5 choses qui font de moi une serial procrastinatrice

Ne nous mentons pas, la procrastination est l’un des maux du siècle : non en fait, c’est un mal récurrent, et qu’on adore maudire. Finalement, la procrastination, quand j’y réfléchis, c’est presque un art de vivre. Un art de vivre coupable, entendons-nous bien, mais quand même.

Tout être humain normalement constitué a tendance à se laisser glisser vers ce doux péché qu’est de remettre à plus tard ce qu’il serait nécessaire de faire tout de suite, mais certaines choses du quotidien empirent (parfois gravement) la situation.

La blogosphère

Blogs de tous domaines, de tous horizons, je vous adore : sinon, je ne papoterais pas par ici. Néanmoins, vous représentez un danger certain pour toute personne qui doit décoller de son ordinateur, de sa tablette ou de son smartphone. Le temps que je passe à papillonner sur les blogs est conséquent, d’autant que je suis une touche-à-tout, intéressée autant par les recettes de cuisines que les chroniques livresques, en passant par les billets humeur et les articles lifestyle. Procrastiner sur des articles contre la procrastination, sur l’organisation et la gestion du temps. L’ironie est délicieuse. On n’est pas sorti du sable, je vous le dis.

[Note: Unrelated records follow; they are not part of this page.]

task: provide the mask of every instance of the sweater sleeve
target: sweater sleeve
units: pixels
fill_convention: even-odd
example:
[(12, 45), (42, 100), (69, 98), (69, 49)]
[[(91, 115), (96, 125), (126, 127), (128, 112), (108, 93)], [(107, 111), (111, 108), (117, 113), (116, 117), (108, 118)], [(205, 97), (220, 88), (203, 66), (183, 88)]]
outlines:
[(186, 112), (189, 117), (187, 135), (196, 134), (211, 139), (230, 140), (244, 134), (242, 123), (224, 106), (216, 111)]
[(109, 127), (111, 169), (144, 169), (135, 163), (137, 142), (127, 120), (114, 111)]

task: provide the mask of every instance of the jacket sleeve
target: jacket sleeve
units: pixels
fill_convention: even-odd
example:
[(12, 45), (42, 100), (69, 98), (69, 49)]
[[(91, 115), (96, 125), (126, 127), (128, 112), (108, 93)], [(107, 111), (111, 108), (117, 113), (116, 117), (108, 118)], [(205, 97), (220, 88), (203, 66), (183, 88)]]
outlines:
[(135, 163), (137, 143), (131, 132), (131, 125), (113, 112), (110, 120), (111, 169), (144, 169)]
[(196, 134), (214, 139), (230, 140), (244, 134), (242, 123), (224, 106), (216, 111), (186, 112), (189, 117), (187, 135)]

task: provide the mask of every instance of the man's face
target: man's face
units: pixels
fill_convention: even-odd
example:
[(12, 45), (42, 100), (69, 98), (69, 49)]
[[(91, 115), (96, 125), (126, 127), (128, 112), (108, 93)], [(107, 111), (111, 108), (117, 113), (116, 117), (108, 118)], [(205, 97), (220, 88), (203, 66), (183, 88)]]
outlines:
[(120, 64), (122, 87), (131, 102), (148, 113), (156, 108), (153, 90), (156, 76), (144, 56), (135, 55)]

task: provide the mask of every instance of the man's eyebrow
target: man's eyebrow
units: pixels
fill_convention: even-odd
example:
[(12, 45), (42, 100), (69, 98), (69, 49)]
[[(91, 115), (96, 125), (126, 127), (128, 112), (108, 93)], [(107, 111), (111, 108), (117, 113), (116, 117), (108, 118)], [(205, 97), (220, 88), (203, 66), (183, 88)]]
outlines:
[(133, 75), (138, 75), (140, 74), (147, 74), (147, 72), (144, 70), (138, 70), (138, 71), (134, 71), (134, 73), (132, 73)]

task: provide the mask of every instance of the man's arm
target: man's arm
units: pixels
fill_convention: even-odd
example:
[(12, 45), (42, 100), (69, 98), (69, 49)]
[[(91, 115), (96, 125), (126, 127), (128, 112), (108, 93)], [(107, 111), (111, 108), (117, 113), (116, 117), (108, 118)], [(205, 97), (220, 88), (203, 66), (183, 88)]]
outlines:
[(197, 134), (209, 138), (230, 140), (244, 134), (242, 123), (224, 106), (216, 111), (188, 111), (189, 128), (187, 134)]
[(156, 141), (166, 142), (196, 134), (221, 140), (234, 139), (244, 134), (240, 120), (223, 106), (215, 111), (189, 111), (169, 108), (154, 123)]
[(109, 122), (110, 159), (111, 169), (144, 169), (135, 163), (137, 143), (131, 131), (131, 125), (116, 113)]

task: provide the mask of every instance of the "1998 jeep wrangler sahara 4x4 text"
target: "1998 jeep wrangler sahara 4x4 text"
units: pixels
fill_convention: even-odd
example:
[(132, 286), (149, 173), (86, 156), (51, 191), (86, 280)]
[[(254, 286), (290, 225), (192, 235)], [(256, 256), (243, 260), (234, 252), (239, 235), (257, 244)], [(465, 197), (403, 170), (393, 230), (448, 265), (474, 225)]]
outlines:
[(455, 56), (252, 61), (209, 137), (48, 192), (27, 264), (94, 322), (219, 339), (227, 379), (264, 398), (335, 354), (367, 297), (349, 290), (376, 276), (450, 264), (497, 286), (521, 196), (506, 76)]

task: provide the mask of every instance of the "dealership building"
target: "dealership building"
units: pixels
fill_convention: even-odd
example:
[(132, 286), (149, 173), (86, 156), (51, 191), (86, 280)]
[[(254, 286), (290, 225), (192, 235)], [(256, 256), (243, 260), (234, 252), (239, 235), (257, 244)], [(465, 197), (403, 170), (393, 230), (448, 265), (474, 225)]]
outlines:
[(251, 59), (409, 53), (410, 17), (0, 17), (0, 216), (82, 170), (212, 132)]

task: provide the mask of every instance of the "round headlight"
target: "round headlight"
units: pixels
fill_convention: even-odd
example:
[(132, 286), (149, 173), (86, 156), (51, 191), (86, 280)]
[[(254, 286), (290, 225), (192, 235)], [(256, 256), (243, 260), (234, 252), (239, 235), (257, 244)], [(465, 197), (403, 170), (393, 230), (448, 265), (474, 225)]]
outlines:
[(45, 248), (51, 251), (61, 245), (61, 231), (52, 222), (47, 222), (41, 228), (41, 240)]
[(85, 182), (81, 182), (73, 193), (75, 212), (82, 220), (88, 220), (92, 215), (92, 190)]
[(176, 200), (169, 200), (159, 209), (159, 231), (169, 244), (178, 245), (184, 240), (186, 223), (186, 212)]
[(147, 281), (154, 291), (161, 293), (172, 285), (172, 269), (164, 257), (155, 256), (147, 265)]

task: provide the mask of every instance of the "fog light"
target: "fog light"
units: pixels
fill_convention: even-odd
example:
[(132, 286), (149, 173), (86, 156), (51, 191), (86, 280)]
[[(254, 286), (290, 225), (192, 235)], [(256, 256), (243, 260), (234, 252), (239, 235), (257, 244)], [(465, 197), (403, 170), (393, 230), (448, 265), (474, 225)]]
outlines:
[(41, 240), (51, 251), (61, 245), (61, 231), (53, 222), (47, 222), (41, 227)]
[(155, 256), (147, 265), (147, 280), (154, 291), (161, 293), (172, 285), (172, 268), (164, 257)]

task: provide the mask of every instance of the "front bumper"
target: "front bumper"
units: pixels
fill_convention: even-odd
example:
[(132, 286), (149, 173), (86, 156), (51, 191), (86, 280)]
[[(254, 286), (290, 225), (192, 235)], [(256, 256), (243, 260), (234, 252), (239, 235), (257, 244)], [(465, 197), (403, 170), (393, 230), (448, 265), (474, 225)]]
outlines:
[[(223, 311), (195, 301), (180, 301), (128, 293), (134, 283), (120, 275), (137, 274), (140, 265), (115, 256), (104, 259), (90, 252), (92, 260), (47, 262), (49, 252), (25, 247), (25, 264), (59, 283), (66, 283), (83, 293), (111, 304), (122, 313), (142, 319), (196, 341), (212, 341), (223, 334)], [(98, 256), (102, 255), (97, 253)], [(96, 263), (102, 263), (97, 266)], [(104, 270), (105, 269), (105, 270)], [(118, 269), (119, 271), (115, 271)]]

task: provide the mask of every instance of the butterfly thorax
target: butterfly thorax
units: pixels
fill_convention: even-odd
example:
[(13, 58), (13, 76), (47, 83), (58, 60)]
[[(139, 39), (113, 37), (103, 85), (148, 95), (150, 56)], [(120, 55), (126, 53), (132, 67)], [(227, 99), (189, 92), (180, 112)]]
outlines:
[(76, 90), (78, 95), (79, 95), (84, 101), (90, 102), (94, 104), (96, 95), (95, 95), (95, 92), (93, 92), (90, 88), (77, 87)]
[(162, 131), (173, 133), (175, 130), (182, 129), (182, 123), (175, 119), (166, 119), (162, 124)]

Et si comme moi, vous faites l’erreur de traîner un peu sur Hellocoton, de consulter votre compte WordPress ou tout simplement d’avoir souscrit aux newsletter des blogs, de consulter les liens qu’on vous donne, de stalker les commentaires, c’est fichu. Parce que la blogosphère est un monde formidable, où l’on trouvera toujours quelque chose à se mettre sous la dent.

Wikipédia

C’est une de mes terribles addictions que je vous dévoile. Sérieusement, j’ai un véritable problème avec Wikipédia : ce site me fait perdre des HEURES. Des journées, même. Quand, comme moi, on est atteint de la maladie du lien, à savoir « cliquer pour savoir », avec un truc comme Wiki, on est fichu de chez fichu. De la généalogie des rois de France, légitime comme illégitime, aux tueurs en série américains en passant par la vie de Audrey Hepburn, je squatte Wikipédia sans voir le temps passer, jusqu’à me rendre compte du phénomène qui vient de s’opérer.

what

L’enchaînement automatique sur Netflix

Vous m’excuserez, mais c’est déjà suffisamment difficile comme ça de décrocher d’une série pour qu’en plus, les épisodes s’enchaînent sans vous laisser le temps de vous raisonner. Si les serial addict étaient capables de se contrôler, ça se saurait. Le pire, c’est que je suis consciente de ce qui se passe, à chaque fois, mais ça finit irrémédiablement de la même manière : moi, enveloppée dans mon plaid, des yeux émerveillés devant les paysages d’Outlander ou à me ronger les ongles devant Twin Peaks, et à éclater de rire devant une sitcom. Et pendant ce temps là, le boulot s’accumule, et je le sais, mais je continue quand même et… Vous voyez comment ça finit.

Les réseaux sociaux

Concrètement, on est sur le même problème que pour la blogosphère. Instagram et ses jolies photos : Cookstagram et Bookstagram en tête sont les champions pour me faire éparpiller mon temps. Et puis là, je me suis mise à Twitter (je suis une tortue, je découvre tout après tout le monde, vous le savez) et c’est juste un drame logistique, voilà. En plus, les réseaux sociaux, ce sont souvent des liens vers des articles de mes blogs favoris : cercle vicieux.

Ma nature profonde

Bah oui. Parce que concrètement, si cet article n’est pas complètement faux, il demeure teinté de mauvaise foi. Je me cherche des boucs émissaires. D’autant que des fois, je procrastine sans aide, juste en pensant à une chose, puis à une autre : penser à une idée d’article plutôt que de m’occuper de ma liste de courses, par exemple. Je procrastine parce que j’aime ça, finalement, et que c’est comme ça que je fonctionne. Parce que procastiner, chez moi, c’est apprendre, s’inspirer, rêver et s’évader un peu, et au quotidien, on en a besoin pour affronter tous ces trucs pénibles qu’on repousse. Procrastiner pour mieux s’activer, en somme.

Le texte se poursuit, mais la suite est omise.